Due to a few studies that came out recently that tied homocysteine to heart disease, traditional medicine recognizes and tests for homocysteine. It is quite common. It is a blood test. Even the mthfr defects are now being tested for and recognized by some traditional doctors, though they are pretty clueless as to proper treatment. Tell your doc to stop being lazy and start reading his journals lol.
Most, if not all, docs in the know will recommend staying away from glutamine for a person with an excitotoxin problem. Some think it should be left alone, period. Try sodium butyrate instead if you have the cash. If not, make your own by supplementing soluble fiber, its cheap.
If you are still wanting to look for a good doc, I would recommend a good integrative cfs specialist that is familiar with methylation and possibly even biotoxin illness. Most are at this point, to some degree anyways. Sign in on phoenixrising and ask those foks, they would probaby have the best recommendation for you.

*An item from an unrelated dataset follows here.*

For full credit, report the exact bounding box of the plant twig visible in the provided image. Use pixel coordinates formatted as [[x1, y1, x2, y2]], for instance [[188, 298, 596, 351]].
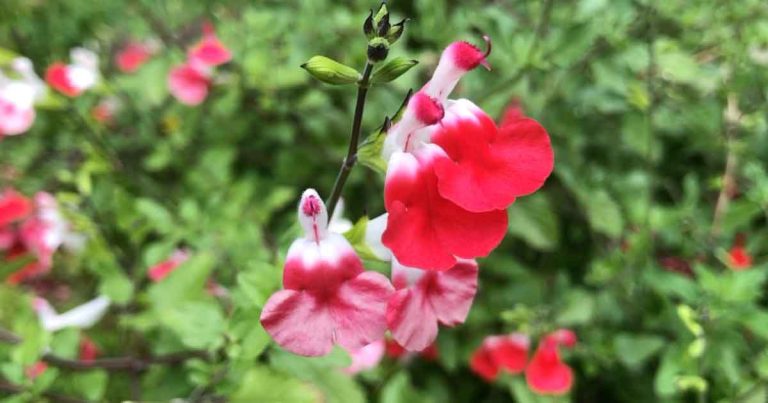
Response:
[[326, 62, 373, 217]]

If you have it done, you can have your doc order the C3a/C4a, then find a lab that works with/has an account with Mayo and have your blood sent there. Mayo has National Jewish do that test for them, that’s the lab it has to go to. Do not use Labcorp or anyone that will send it to Labcorp, make sure that does not happen. The Mayo test codes are C3a- #FC3AL & C4a- #ZW85, #C4AL. For reference, I had mine done for $160 for both, hospital labs are usually cheaper. I believe Quest asks $200. If that comes back elevated, it would definitely account for your shortness of breath and fatigue, and requires its own specific treatment. Thats a whole new subject.
There is still more to report from your mthfrsupport panel, i’ll post more as I get time. If you’re feeling froggy see what info you can dig up on the ACAT mutation and its treatment. I had a tough time finding info on that one the last time I looked, two heads are better than one.